Although specific embodiments have been described above, these embodiments are not intended to limit the scope of the present disclosure, even where only a single embodiment is described with respect to a particular feature. Examples of features provided in the disclosure are intended to be illustrative rather than restrictive unless stated otherwise. The above description is intended to cover such alternatives, modifications, and equivalents as would be apparent to a person skilled in the art having the benefit of this disclosure.
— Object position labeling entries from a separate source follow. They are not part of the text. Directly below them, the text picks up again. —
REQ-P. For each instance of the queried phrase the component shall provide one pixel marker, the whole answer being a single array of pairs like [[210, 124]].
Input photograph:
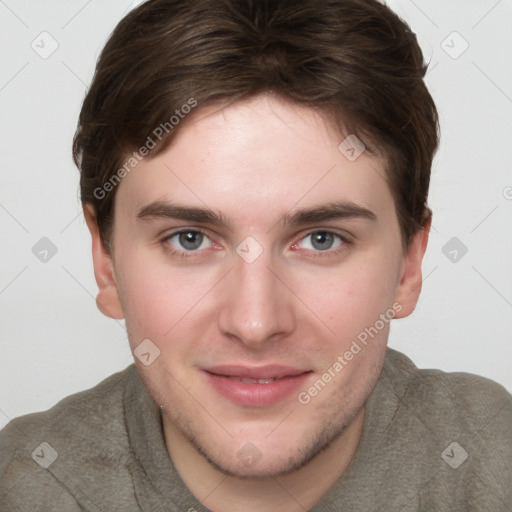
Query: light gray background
[[53, 339]]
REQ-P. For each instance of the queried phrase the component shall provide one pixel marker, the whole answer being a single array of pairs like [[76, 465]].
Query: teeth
[[254, 381]]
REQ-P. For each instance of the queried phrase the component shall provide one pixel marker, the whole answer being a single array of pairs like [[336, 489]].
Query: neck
[[294, 492]]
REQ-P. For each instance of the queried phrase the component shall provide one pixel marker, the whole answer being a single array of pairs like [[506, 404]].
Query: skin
[[296, 304]]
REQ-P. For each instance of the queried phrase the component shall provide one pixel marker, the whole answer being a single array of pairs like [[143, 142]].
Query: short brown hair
[[354, 60]]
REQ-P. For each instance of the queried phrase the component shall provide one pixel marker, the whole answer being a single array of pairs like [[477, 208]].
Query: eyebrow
[[330, 211]]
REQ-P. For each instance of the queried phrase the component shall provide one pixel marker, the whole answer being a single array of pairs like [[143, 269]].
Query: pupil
[[322, 240], [191, 239]]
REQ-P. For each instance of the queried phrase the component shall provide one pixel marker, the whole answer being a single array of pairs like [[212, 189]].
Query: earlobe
[[409, 287], [107, 300]]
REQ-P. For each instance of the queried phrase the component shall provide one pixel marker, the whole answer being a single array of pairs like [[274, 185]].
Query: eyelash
[[187, 254]]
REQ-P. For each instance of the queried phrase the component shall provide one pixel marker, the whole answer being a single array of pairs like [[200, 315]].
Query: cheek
[[157, 298], [352, 296]]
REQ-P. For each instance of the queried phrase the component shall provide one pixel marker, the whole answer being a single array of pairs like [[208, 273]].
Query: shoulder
[[462, 425], [467, 400], [40, 451]]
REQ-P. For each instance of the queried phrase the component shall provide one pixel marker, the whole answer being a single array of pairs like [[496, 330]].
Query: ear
[[107, 299], [409, 287]]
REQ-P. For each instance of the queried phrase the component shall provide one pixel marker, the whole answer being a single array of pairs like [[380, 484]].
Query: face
[[264, 267]]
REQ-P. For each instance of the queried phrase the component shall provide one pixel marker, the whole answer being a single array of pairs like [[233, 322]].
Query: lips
[[255, 386]]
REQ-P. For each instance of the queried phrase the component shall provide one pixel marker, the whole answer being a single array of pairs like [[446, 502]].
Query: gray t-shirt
[[431, 441]]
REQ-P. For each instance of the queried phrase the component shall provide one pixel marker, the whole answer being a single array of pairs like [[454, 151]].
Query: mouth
[[256, 386]]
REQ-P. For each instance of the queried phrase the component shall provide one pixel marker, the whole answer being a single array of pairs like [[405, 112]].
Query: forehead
[[263, 151]]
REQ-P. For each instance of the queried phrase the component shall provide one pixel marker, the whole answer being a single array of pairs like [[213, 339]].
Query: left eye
[[321, 241], [189, 240]]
The scope of the present disclosure includes any feature or combination of features disclosed herein (either explicitly or implicitly), or any generalization thereof, whether or not it mitigates any or all of the problems addressed herein. Accordingly, new claims may be formulated during prosecution of this application (or an application claiming priority thereto) to any such combination of features. In particular, with reference to the appended claims, features from dependent claims may be combined with those of the independent claims and features from respective independent claims may be combined in any appropriate manner and not merely in the specific combinations enumerated in the appended claims.
Number | Date | Country | Kind |
---|---|---|---|
PCT/CN2019/119675 | Nov 2019 | CN | national |
The present application claims priority to PCT Appl. No. PCT/CN2019/119675, filed Nov. 20, 2019, which is incorporated by reference herein in its entirety.